A saída para a União e os estados estaria na área de Previdência ou é global?
Seria global. A porta de saída envolverá projetos de lei e forma legal de buscar uma solução. O que me deixa muito esperançoso nisso tudo é que os Estados Unidos entraram na crise financeira, que depois se tornou uma crise fiscal, em 2008 e, somente agora, estão saindo disso e voltaram a crescer de forma robusta, de 2016 para 2017. O Brasil vai voltar a crescer com essas mudanças, já a partir do ano que vem.
Para isso, será necessário reduzir os custos...
Como eu disse, se não houver reforma fiscal e previdenciária, os juros vão para o imponderável. Teremos sempre uma inflação mais alta, incontrolável, e, consequentemente, os juros serão incontroláveis. Para dar consistência e estabilidade aos juros, temos de conquistar estabilidade na inflação. O custo da produção requer outra reforma: a tributária e dos acordos trabalhistas. Seria demagogia propor reforma tributária sem ter acertado a reforma fiscal e previdenciária. Elas estão intimamente ligadas.
Mas a reforma fiscal, por enquanto, foi só a PEC do Teto, que não fica em pé sem a reforma da Previdência. E a reforma administrativa anunciada menciona economia de R$ 200 milhões, o que é pouco...

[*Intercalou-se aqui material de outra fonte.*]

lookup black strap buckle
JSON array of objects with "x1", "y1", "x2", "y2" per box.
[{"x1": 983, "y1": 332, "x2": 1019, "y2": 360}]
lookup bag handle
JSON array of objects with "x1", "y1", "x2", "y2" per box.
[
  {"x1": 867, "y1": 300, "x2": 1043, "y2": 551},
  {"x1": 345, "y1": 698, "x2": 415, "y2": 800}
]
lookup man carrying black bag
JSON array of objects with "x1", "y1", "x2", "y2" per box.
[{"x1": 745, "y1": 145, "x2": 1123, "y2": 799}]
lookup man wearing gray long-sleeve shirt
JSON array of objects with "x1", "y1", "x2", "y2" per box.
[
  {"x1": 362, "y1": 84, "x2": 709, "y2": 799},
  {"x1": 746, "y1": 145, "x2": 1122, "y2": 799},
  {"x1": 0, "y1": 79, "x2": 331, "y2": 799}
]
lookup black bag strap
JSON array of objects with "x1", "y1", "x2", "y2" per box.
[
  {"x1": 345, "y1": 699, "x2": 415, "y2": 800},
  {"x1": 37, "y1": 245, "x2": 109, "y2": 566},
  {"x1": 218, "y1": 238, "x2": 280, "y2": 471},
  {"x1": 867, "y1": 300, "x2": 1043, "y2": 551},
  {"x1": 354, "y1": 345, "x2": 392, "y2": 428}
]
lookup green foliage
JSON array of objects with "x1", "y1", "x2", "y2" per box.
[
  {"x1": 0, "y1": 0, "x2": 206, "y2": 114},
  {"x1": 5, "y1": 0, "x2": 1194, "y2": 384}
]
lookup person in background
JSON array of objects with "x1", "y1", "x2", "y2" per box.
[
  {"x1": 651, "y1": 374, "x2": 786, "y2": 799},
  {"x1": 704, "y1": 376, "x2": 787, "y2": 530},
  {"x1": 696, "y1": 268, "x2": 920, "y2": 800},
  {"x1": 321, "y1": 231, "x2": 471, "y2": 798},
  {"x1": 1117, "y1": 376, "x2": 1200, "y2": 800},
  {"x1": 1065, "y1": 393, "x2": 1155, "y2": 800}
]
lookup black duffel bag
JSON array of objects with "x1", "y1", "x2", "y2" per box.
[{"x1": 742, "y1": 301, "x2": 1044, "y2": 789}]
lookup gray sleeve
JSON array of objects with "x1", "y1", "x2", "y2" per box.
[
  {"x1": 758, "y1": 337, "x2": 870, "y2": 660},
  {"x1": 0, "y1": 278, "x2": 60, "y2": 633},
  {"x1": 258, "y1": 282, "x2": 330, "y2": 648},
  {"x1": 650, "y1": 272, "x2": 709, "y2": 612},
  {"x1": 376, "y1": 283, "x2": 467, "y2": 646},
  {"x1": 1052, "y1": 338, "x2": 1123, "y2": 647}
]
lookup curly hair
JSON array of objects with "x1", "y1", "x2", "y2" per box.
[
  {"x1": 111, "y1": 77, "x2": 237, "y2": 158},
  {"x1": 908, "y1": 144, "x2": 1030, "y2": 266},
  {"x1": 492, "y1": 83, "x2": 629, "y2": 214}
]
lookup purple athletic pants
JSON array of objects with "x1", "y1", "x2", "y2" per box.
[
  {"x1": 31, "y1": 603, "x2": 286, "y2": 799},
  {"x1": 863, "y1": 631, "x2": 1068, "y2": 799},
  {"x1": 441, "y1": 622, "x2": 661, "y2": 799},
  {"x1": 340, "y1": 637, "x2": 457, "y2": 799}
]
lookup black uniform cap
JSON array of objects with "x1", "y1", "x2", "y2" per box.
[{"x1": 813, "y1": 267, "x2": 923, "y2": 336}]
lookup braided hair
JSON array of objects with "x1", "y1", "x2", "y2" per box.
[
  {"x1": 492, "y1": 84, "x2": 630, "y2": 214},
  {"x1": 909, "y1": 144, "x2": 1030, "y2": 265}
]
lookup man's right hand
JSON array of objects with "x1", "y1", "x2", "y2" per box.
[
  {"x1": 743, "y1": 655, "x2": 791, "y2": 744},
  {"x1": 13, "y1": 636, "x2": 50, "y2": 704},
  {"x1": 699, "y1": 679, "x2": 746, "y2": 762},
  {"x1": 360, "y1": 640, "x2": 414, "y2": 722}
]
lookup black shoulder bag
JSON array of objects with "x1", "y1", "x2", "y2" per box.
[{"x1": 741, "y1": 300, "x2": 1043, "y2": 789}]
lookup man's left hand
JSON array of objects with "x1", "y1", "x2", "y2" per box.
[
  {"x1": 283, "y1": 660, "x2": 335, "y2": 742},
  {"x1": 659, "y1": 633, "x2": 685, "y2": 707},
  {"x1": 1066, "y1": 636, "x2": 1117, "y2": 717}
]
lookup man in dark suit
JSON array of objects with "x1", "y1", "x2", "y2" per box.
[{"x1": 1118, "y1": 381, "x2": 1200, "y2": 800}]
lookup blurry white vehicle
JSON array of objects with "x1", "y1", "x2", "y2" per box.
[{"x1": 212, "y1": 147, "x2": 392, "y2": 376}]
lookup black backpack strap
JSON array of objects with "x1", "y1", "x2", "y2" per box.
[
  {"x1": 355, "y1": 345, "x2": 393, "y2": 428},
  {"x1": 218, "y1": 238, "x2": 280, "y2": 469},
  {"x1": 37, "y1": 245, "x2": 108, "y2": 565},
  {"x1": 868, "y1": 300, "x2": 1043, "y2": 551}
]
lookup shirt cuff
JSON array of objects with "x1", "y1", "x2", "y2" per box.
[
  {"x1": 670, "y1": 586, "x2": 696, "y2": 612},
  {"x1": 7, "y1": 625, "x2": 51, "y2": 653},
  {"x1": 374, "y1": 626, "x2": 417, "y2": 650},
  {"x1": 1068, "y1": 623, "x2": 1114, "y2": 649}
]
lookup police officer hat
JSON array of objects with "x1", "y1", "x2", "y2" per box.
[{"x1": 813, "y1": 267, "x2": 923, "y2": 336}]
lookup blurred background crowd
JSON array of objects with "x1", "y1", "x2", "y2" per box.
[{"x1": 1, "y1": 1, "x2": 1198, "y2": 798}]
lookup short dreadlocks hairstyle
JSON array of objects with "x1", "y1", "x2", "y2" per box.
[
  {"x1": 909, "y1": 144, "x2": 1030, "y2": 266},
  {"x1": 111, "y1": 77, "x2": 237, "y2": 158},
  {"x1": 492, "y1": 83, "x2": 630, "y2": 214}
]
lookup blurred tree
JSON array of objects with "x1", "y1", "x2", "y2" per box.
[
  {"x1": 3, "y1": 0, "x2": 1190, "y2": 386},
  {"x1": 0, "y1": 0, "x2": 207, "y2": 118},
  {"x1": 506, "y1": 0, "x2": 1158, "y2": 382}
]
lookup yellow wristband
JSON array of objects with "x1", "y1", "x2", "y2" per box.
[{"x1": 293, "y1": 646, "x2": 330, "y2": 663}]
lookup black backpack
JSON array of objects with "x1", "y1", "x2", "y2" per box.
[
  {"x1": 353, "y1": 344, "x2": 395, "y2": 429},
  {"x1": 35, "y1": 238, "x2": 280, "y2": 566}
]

Urgente é, sim, a reforma administrativa. Existem mais de 200 mil cargos públicos. É um absurdo. O Ipea está envolvido nesse estudo. Haverá proposição para tornar o Estado mais eficiente. Mas não dá para fazer tudo ao mesmo tempo. Prefiro primeiro terminar a reforma do custo do capital, ou seja, investimento, para depois reformar o custo da produção. Feito isso, os componentes macroeconômicos serão mais estáveis e previsíveis.
Quais são?
Inflação, taxa de câmbio, taxa de juro real e a taxa de salário real. Com esses quatro componentes macroeconômicos previsíveis, estáveis, então, eu posso falar de crescimento acima de 2%, 3% ao ano seguramente. Também poderei falar da retomada de investimento em infraestrutura com uma taxa de juros muito menor, estável e previsível. Hoje não tenho ainda. Estamos numa fase de construção dessa economia mais produtiva. O Brasil não tem como crescer sem aumentar a sua produtividade. A única fonte fundamental para o Brasil voltar a crescer de forma estável é essa. Se não quadruplicarmos a taxa atual de produtividade, o Brasil não tem como crescer acima de 2,5% ao ano. Hoje, a nossa taxa de produtividade é 0,5% ao ano.
Quanto à reforma da Previdência, é perceptível no Congresso o desejo de mudar o texto, em especial, a idade mínima de 65 anos para homens e mulheres. Até onde vai a disposição do governo de negociar?
Não dá para mexer na idade mínima. Essa questão demográfica brasileira é gravíssima sob a ótica da Previdência. A população idosa vai crescer a mais de 3% ao ano e a jovem ao um ritmo inferior a 1%. Haverá menos jovens entrando no mercado de trabalho e mais idosos. Essa sociedade jovem não vai conseguir sustentar a de idosos. Por isso, a idade mínima é crucial. É a maior barreira para a sustentabilidade da Previdência. Porém, o que devemos ter em mente é que, pela primeira vez, a questão da Previdência virou agenda nacional. Nunca esteve. Isso é que é importante. O Brasil tem em mente a política de Estado, que o Estado favorece. Gostamos do capitalismo Estado. Só que esse capitalismo é socialmente irresponsável. Sempre foi. A história mostra isso. Sempre quem pagou a conta foi a sociedade, com mais inflação, mais incerteza e desemprego, foi isso. Agora, a sociedade está vendo que aquele Estado não funciona e não funcionou.